Lights, Feathers, and… a Dominatrix?

Back on the Strip, we cleaned up, swapped sneakers for something slightly less dusty, and set off to tick off three more list items before our evening show: walking the Strip, seeing America’s Got Talent, and hopefully squeezing in a Sugar Factory stop.

Within minutes, we’d had our first true Vegas encounter: a man vomiting enthusiastically into a trash can. Welcome to Vegas! From there, we passed showgirls in feathers and pasties, bridal parties, bachelor parties, the Eiffel Tower, the Statue of Liberty, the smelly flamingos, the canals of the Venetian, and the Bellagio fountains. Somewhere along the way, to Quinn’s horror and Jon’s complete shock, Jon got spanked by a passing dominatrix.

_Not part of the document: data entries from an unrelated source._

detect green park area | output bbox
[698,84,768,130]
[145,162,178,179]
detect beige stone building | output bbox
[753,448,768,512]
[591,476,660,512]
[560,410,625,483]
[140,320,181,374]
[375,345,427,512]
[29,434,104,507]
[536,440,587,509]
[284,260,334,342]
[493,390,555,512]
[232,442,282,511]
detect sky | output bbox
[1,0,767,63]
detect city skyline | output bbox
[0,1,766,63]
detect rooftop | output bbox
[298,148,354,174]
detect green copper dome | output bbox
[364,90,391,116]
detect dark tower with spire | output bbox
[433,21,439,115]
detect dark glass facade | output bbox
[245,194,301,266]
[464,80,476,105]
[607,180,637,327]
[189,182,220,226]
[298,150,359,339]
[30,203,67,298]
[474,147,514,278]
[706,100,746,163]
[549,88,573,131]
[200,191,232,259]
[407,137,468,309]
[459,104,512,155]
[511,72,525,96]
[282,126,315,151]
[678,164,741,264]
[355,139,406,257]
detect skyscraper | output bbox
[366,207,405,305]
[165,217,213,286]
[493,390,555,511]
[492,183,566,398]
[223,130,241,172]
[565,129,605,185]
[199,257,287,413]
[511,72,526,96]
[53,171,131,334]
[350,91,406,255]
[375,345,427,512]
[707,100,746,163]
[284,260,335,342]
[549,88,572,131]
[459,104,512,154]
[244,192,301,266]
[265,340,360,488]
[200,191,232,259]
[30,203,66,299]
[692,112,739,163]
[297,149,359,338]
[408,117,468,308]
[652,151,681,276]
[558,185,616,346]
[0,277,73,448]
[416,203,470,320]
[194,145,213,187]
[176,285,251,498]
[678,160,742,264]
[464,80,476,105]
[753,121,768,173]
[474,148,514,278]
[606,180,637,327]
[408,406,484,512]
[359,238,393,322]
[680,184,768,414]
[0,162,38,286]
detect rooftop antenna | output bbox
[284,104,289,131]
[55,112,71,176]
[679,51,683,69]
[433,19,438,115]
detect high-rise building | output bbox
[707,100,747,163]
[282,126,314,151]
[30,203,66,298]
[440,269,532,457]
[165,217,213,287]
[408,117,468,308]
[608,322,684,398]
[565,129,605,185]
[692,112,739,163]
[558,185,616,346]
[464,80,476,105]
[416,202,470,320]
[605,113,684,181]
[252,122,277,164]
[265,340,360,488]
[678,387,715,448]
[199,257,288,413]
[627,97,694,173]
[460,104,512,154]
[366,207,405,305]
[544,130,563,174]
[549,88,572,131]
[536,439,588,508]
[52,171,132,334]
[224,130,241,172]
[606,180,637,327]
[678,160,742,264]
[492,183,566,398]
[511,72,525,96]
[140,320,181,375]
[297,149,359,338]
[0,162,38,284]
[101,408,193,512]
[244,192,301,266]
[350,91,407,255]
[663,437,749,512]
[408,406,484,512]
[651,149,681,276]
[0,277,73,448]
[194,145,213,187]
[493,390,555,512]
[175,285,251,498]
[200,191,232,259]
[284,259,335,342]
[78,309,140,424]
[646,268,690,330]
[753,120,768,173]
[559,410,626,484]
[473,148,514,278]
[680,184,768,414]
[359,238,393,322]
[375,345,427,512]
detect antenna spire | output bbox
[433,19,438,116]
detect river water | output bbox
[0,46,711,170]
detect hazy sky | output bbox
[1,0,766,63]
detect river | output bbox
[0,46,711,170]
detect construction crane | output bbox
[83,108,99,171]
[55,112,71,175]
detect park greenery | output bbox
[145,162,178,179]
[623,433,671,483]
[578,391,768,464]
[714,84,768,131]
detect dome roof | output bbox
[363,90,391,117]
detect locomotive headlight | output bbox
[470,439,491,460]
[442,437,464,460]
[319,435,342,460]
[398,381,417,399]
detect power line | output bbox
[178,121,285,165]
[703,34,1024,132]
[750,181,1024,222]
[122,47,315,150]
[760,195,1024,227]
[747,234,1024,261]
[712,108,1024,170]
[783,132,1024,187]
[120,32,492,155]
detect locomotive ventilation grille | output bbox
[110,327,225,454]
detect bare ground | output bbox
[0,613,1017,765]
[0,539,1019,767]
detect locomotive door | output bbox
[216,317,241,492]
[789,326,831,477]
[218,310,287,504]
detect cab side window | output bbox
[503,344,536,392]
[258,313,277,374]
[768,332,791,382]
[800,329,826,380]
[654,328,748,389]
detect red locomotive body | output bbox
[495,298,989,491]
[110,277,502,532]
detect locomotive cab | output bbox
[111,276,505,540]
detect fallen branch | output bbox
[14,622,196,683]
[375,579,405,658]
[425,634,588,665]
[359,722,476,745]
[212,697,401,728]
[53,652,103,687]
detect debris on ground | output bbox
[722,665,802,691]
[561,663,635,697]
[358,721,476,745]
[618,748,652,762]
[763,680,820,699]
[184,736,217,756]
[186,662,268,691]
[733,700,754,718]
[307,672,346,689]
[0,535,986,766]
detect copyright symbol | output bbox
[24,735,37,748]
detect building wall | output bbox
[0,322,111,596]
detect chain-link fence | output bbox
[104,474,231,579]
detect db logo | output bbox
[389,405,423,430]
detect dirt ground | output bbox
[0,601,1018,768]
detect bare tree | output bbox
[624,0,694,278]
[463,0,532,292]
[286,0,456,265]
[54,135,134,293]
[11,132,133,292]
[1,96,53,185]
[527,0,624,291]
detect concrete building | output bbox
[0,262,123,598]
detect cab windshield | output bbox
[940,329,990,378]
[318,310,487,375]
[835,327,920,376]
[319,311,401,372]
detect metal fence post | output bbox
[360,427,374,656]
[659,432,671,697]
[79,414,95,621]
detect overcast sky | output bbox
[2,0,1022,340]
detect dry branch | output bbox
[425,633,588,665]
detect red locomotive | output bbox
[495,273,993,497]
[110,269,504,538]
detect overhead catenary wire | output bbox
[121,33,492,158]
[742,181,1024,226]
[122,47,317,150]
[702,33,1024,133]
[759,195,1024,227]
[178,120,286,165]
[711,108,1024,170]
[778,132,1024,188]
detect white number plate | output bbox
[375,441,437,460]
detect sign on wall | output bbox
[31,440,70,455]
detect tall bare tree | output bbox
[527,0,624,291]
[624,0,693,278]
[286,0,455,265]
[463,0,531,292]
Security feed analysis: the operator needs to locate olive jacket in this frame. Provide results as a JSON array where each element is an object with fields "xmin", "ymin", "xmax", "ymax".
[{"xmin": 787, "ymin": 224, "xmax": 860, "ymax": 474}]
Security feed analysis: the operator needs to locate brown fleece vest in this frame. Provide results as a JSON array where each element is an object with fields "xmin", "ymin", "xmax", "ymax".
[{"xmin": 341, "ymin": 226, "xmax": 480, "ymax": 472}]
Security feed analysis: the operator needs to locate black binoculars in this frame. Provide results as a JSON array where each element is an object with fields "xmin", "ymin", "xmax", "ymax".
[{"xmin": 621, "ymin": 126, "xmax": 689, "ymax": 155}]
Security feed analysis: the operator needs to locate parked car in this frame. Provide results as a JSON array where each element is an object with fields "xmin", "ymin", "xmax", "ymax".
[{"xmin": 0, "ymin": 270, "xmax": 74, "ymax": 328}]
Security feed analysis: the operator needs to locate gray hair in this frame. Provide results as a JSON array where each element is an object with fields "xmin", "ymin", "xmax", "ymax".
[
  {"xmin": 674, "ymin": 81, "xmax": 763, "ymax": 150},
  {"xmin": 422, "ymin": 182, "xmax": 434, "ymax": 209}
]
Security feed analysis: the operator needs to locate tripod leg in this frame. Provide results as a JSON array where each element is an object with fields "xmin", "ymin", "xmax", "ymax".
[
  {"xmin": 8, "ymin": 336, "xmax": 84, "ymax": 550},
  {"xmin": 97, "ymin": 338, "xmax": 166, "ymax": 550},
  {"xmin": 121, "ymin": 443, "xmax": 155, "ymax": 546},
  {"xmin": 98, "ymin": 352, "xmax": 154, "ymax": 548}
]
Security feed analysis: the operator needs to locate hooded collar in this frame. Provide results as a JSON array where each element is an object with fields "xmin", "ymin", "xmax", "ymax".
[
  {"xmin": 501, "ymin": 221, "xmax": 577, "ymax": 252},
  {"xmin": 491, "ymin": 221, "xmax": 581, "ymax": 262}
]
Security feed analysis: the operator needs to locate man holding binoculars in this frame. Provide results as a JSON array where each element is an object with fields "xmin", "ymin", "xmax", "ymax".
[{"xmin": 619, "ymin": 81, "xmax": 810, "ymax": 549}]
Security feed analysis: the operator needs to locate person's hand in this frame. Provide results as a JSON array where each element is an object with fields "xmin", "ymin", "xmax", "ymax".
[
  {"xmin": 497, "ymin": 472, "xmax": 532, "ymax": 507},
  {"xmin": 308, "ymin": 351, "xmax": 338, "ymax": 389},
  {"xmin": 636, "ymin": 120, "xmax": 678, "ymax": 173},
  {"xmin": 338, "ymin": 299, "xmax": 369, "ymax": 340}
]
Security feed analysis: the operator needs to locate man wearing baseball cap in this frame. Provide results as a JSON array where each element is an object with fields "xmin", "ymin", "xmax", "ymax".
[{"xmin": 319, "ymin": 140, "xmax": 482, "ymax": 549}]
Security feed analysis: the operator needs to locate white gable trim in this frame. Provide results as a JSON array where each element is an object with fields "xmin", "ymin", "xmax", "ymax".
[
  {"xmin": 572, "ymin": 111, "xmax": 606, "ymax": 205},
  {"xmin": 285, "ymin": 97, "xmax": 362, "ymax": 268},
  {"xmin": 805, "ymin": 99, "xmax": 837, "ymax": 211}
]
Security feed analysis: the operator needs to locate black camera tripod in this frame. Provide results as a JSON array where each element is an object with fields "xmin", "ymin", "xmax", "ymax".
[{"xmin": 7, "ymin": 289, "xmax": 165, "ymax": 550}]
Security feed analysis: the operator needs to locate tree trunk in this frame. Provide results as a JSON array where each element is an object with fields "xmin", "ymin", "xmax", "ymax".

We power-walked past the Sugar Factory (sorry, Adam) to make it to the theatre just in time. Sandwiches inhaled in under two minutes, we settled in for 75 minutes of magicians, acrobats, and everything in between at America’s Got Talent Presents: Superstars Live.

The Final Tally

By the time the show ended, we were all done walking. We grabbed taxis back to The Palazzo, pausing only to watch the Bellagio fountain show, which was just as iconic as promised.

Here’s how we did:

  • Quinn: Café Lola ✅ A sugar-infused success
  • Daniel: Swim in the hotel pool ❌ The pool will have to wait
  • Reese: See a show ✅ 75 minutes of entertainment gold
  • Madison: Walk the Strip ✅ Wide-eyed wonder achieved
  • Adam: Visit the Sugar Factory ❌ We were already on a sugar high

Las Vegas was exactly what we expected: bright, loud, chaotic, and an absolute sensory overload. We had fun. We laughed a lot. We made memories. And we’ve decided it’s a “one and done” for us.

Next stop: wide open spaces and a lot fewer dominatrix sightings.